Chip Chipperson said:


> What about Monday Night Football?


You just ruined his narrative Chip. He’s probably going to gloss over that and say “I was talking about another wrestling show.” What makes Raw and SmackDown’s numbers more impressive than Dynamite’s is that Raw is doing those numbers against Monday Night Football, SmackDown is doing it a day where it’s known as “the death spot,” and Dynamite is doing its numbers against a developmental and it’s only a hundred thousand difference between the two shows.


----------



## JasmineAEW (Oct 19, 2020)

My answer is no. While I think AEW has had an indirect negative impact on the WWE, 95% of the WWE’s problems are of their own doing. And if they can get themselves into their slump, they can also dig their way out of it. It will just take some time.


----------



## The Raw Smackdown (Jan 8, 2017)

No. Only way WWE goes down if they royally fuck themselves somehow.


----------



## Smithy.89 (Apr 9, 2019)

No


----------



## The Wood (Nov 7, 2003)

The Doctor Middy Experience said:


> Even though a lot of WWE is creatively bankrupt nowadays, they are FAR from going bankrupt. They are raking in cash right now with various TV deals and the like, so the notion that anybody is putting them out of business is laughable.
> 
> However, in due time I can see some networks giving WWE some more heat given the ratings AEW gets versus the cost to air them. AEW as a whole is much cheaper since they were unproven, but are putting up relatively consistent numbers.

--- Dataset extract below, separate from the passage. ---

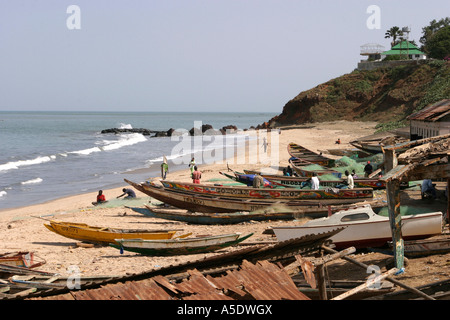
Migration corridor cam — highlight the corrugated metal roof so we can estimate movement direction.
[31,261,309,300]
[407,99,450,122]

Consistent numbers without growth when they have the same platform as Raw. There’s no reason for USA to drop Raw when it gets so much more than AEW does. The money you’d save in paying AEW chips is going to come out of what you lose in advertising.

Raw and SmackDown are very good deals. People look at the nine digits and think it’s some massive loss to these networks, but they’re raking in way more than that in advertising revenue. Now put Dynamite in its slot. These things are proportionate all the way down.

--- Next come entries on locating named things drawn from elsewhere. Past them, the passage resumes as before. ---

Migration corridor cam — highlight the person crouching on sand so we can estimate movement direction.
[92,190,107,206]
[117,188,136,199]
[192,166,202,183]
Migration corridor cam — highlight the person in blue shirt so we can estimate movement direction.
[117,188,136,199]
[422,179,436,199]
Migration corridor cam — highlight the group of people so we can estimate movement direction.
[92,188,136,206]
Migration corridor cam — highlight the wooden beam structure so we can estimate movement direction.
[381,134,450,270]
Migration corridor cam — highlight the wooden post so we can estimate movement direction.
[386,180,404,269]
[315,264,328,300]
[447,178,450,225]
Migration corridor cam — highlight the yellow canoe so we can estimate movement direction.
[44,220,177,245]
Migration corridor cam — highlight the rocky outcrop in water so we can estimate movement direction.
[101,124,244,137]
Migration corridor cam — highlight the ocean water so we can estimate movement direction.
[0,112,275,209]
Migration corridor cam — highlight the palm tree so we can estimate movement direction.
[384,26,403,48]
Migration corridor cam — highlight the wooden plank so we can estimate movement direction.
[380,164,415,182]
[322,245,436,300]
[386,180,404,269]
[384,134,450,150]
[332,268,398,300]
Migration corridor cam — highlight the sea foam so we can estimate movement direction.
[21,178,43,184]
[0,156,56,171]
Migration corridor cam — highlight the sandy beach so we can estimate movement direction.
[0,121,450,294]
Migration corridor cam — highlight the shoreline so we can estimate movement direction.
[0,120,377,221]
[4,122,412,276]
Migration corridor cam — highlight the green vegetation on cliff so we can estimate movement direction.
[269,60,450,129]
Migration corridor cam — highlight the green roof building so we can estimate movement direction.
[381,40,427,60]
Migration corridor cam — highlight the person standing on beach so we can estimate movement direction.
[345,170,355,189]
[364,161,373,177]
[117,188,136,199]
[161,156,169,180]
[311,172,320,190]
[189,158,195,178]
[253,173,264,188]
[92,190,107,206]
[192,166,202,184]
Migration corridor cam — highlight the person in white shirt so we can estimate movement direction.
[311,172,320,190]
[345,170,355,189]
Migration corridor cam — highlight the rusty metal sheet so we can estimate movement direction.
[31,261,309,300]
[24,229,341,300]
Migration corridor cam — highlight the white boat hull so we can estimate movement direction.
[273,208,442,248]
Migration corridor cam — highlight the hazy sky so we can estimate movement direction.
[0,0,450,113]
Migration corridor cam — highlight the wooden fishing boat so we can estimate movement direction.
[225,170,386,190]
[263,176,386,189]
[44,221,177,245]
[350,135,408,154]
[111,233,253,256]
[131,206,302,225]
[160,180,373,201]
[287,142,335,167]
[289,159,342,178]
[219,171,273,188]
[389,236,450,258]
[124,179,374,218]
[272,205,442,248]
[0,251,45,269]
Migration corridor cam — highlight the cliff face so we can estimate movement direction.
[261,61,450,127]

Keep in mind that AEW splits as revenue with TNT with $45 million in rights fees. That would imply that AEW is bringing in more than $90 million in ad revenue to make this even worth it. The WWE is obviously getting more on ad revenue then either network is paying for them. Are they going to want to close that gap just to save money on AEW?

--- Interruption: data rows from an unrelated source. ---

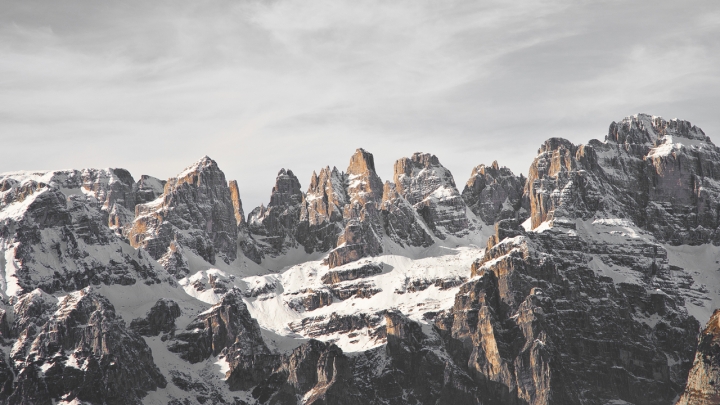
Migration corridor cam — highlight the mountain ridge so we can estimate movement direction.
[0,114,720,405]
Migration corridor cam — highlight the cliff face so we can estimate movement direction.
[0,114,720,405]
[462,161,528,224]
[0,288,167,404]
[393,153,470,239]
[128,156,238,278]
[0,169,165,297]
[677,309,720,405]
[525,114,720,245]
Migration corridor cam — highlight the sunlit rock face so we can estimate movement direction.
[0,114,720,405]
[677,309,720,405]
[128,156,238,270]
[0,288,167,404]
[393,153,469,239]
[327,149,384,267]
[462,161,528,224]
[525,114,720,244]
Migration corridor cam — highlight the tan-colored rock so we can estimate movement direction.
[677,309,720,405]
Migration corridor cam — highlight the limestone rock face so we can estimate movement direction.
[128,156,238,263]
[130,298,181,336]
[252,340,367,405]
[169,289,277,390]
[327,149,384,267]
[380,181,435,247]
[525,114,720,244]
[462,161,527,224]
[0,169,164,297]
[6,289,166,404]
[394,152,470,239]
[436,216,697,404]
[677,309,720,405]
[248,169,303,256]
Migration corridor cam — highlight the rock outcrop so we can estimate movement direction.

Let’s say SmackDown is bringing FOX in $400 million in ad revenue. Are they going to sacrifice that $200 million in profit just to save $150 million on AEW? Even without the ad split they’d only come out $45 million ahead instead of $200 million ahead.



InexorableJourney said:


> WWE has the advantage over AEW that it does not face direct competition against it's TV shows on Monday and Fridays.
> 
> If today's RAW and Smackdown were running against 1996 wCw Monday Nitro and wCw Saturday Night respectively, they'd no longer be pulling in millions of viewers they'd be lucky to be in the hundred of thousands.


Well, it faces football and Friday and Monday are both tougher nights for television for different reasons.

If WCW were around, it may not do well at all. If a good product were around, both WWE and AEW may crumble. It might enhance both products because they’d need to survive.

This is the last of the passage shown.